The Opposite of Loneliness
Marina Keegan died in a car crash five days after she graduated from Yale University in 2012. "The Opposite of Loneliness," an essay she wrote for commencement, went viral after her death. That essay becomes the titular piece of this posthumous publication, a series of short stories and personal essays. I started reading feeling weird that the main reason this collection got published was because of her death; as one reviewer noted, "if the reason people are reading her book is because they feel sorry or guilty somehow, doesn’t that undermine Keegan’s authentic dream to be admired for her writing, not for her biography?" As I started reading, I forgot that this had been published in remembrance of Keegan. It's just so enthralling and well-written. A Yale Professor who was close with Keegan edited the collection, and told the New York Times that she would be "beyond thrilled” at having published work, "but would add: 'Please pay attention to my ideas. Don’t read this book just because I’m dead.' Even if the more cynical among us argue that her work only got published because of her death, I would argue that her talent -- which shines through in an authentic voice -- cannot be ignored. I think most writers strive for authenticity; for Keegan, it comes naturally. When I didn't forget the circumstances of the publication was when there were uncomfortable tinges of sadness and real-life foreshadowing - when she writes about her ideal future, or how she would like to die, or from the perspective of a girl whose hookup-maybe-boyfriend has just died. Another reviewer writes, "The experience of reading this book is extremely and uncomfortably sad." Nonetheless, I think it was a valuable read irregardless of the context of the publication.

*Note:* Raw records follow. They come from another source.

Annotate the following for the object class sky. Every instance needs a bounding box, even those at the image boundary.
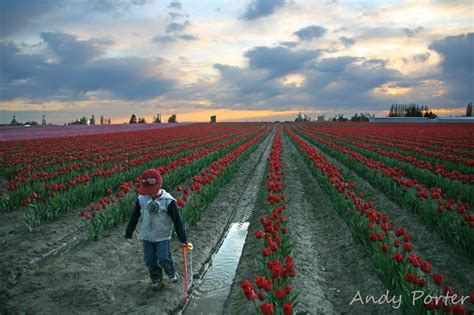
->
[0,0,474,124]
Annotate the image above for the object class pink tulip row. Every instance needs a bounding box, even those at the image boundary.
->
[286,124,474,314]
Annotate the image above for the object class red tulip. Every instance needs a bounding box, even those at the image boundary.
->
[260,303,275,315]
[433,272,443,284]
[276,288,286,300]
[403,243,413,253]
[262,247,271,257]
[392,252,403,263]
[418,278,426,288]
[283,302,293,315]
[452,304,466,315]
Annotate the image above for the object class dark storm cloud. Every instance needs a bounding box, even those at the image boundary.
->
[0,38,175,102]
[413,53,431,62]
[40,32,110,64]
[280,42,299,48]
[205,47,409,110]
[151,35,177,44]
[428,33,474,102]
[241,0,285,21]
[339,36,355,47]
[88,0,154,15]
[293,25,327,40]
[168,12,189,19]
[0,0,63,37]
[317,56,359,72]
[403,26,424,37]
[168,1,183,10]
[245,46,319,77]
[165,21,191,34]
[0,0,153,38]
[179,34,199,42]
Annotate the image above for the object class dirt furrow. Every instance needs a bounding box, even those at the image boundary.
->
[0,130,271,314]
[304,137,474,302]
[283,131,397,314]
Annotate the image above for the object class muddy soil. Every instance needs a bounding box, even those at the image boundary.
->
[226,133,397,314]
[304,137,474,307]
[0,132,271,314]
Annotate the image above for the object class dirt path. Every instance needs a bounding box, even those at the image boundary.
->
[283,132,397,314]
[0,211,84,301]
[225,132,397,314]
[306,138,474,306]
[0,130,271,314]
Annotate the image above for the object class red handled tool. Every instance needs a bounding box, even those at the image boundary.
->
[181,243,193,304]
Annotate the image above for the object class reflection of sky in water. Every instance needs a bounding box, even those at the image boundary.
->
[184,222,249,314]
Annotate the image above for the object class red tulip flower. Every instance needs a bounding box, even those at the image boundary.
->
[403,243,413,253]
[260,303,275,315]
[433,272,443,285]
[275,288,286,300]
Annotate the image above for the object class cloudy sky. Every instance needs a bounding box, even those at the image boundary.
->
[0,0,474,123]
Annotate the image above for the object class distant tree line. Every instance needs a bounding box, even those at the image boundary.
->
[332,113,375,122]
[388,103,437,118]
[128,113,178,124]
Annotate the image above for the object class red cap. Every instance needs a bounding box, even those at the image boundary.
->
[140,168,162,196]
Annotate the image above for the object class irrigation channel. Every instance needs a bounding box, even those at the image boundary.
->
[179,132,273,314]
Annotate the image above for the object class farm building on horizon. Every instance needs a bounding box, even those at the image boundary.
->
[369,116,474,123]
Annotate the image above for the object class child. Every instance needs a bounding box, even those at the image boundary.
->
[125,169,191,290]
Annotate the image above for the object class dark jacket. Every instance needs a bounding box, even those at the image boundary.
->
[125,196,188,243]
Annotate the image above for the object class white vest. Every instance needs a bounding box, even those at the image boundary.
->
[138,189,176,242]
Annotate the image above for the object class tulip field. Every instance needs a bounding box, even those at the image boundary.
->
[0,122,474,314]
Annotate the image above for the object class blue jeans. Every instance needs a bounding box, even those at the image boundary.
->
[143,240,176,280]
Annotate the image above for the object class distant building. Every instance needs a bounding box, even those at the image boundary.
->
[295,112,311,121]
[369,117,474,123]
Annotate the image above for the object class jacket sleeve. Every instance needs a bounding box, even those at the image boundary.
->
[168,200,188,244]
[125,198,140,238]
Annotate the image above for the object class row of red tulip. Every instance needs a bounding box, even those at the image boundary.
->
[311,129,474,184]
[1,125,258,194]
[3,125,259,226]
[176,124,271,224]
[286,124,474,314]
[241,125,297,315]
[290,124,474,227]
[306,123,474,165]
[80,126,269,239]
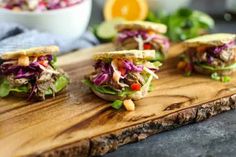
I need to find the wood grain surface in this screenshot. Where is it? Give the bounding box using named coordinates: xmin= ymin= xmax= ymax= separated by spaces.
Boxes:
xmin=0 ymin=44 xmax=236 ymax=157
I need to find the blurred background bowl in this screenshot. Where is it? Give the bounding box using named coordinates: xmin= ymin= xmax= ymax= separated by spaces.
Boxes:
xmin=0 ymin=0 xmax=92 ymax=39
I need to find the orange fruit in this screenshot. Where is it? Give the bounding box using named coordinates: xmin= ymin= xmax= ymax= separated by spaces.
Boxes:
xmin=103 ymin=0 xmax=148 ymax=21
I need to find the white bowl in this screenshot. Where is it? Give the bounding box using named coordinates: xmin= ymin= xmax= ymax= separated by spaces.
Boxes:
xmin=0 ymin=0 xmax=92 ymax=39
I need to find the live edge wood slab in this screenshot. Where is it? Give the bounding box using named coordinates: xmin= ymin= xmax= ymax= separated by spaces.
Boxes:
xmin=0 ymin=44 xmax=236 ymax=157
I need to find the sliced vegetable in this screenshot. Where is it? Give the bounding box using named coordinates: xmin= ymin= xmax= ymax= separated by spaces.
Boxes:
xmin=124 ymin=99 xmax=135 ymax=111
xmin=96 ymin=19 xmax=124 ymax=42
xmin=111 ymin=100 xmax=123 ymax=110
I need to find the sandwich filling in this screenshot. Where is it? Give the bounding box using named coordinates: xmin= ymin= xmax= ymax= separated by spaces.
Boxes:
xmin=178 ymin=41 xmax=236 ymax=80
xmin=83 ymin=58 xmax=161 ymax=99
xmin=117 ymin=29 xmax=170 ymax=61
xmin=0 ymin=55 xmax=69 ymax=100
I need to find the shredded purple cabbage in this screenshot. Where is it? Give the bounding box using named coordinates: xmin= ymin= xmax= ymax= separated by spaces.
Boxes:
xmin=118 ymin=29 xmax=148 ymax=42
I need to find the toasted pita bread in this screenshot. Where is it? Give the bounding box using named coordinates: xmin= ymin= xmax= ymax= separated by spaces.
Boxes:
xmin=92 ymin=90 xmax=145 ymax=101
xmin=184 ymin=33 xmax=236 ymax=48
xmin=116 ymin=21 xmax=167 ymax=33
xmin=94 ymin=50 xmax=155 ymax=60
xmin=0 ymin=46 xmax=59 ymax=60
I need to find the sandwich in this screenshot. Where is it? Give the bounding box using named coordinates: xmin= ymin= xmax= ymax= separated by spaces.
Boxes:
xmin=114 ymin=21 xmax=170 ymax=61
xmin=83 ymin=50 xmax=161 ymax=110
xmin=178 ymin=33 xmax=236 ymax=82
xmin=0 ymin=46 xmax=69 ymax=100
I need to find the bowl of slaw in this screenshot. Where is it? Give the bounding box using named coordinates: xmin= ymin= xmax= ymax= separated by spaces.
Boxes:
xmin=0 ymin=0 xmax=92 ymax=39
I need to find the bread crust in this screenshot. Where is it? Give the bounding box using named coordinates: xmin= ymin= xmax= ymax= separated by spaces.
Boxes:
xmin=116 ymin=21 xmax=167 ymax=34
xmin=94 ymin=50 xmax=156 ymax=60
xmin=0 ymin=45 xmax=59 ymax=60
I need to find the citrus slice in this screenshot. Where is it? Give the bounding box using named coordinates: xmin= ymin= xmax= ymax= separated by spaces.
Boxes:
xmin=104 ymin=0 xmax=148 ymax=21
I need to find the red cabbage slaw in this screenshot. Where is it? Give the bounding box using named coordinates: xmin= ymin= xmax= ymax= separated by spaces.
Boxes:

I loved her short stories; they were inventive, touching, and realistic. I'll leave you with the quote from her poem Nuclear Spring (happy first day of spring!) that started off the "nonfiction" section that I adored:
So what I'm trying to say is you should text me back.
Because there's a precedent. Because there's an urgency.
Because there's a bedtime.
Because when the world ends I might not have my phone charged and
If you don't respond soon,
I won't know if you'd wanna leave your shadow next to mine.